Presentation held at 9. Internationales Lasersymposium und Internationalen Fügetechnischen Symposium "Tailored Joining" 2016, Dresden, 22.-24.2.2016
: Brückner, Frank; Riede, Mirko; Seidel, André; Willner, Robin; Nowotny, Steffen; Straubel, Ariane; Leyens, Christoph; Beyer, Eckhard

2016, 22 pp.
Internationales Lasersymposium <9, 2016, Dresden>
Internationales Fügetechnisches Symposium "Tailored Joining" <2016, Dresden>
Fraunhofer IWS ()
Anfrage beim Institut / Available on request from the institute

In the meantime, laser-based deposition of metallic material in form of powder or wire became a well industrially established method for the direct coating of large surface areas, the repair of worn parts as well as an additive manufacturing technique to build up complete components. Depending on the chosen system setup, precise structures with weld bead widths below 100 μm are feasible. In contrast, large deposition rates (> 10 kg/h) with weld bead widths larger than 20 mm can be reached by modified system components and high-power laser equipment.
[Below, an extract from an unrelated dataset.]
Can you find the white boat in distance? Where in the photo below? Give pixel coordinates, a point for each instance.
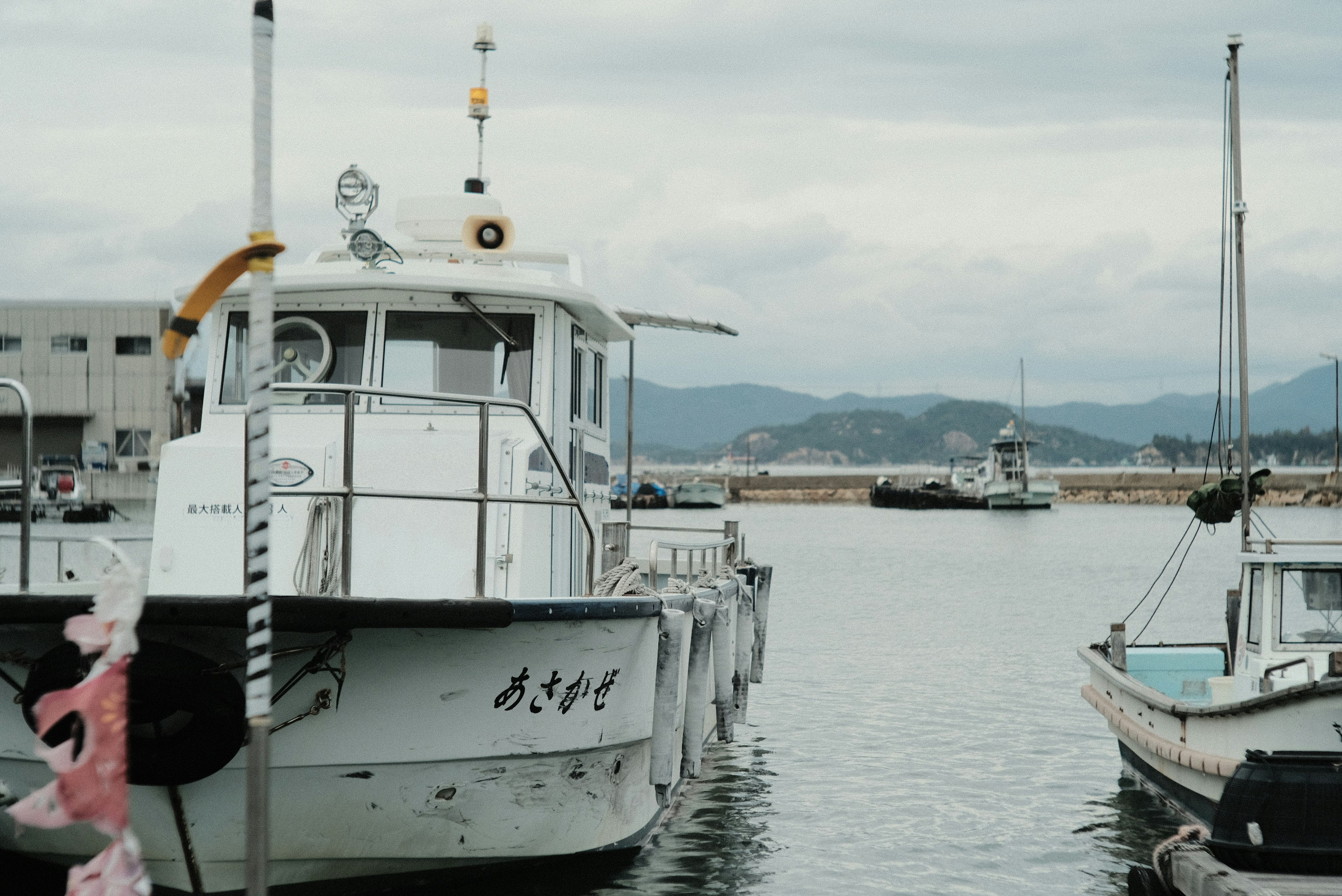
(1242, 733)
(454, 694)
(697, 494)
(1008, 483)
Fostered by high industrial demands, materials yielding an increased temperature performance, e. g. in the field of jet engines or stationary gas turbines, are considered for 3D parts but often difficult to handle in small process windows by liquid phase processing. Suitable process tailoring can help to overcome current limitations to manufacture components which fulfill the high performance needs in the aerospace and energy branches [2]. This includes not only modifications of the laser process itself, but also the consideration of hybrid processing and additional sensor equipment. Within this paper, a possible route for the manufacturing of high performance components is shown by means of suited processing steps and the consideration of hybrid approaches.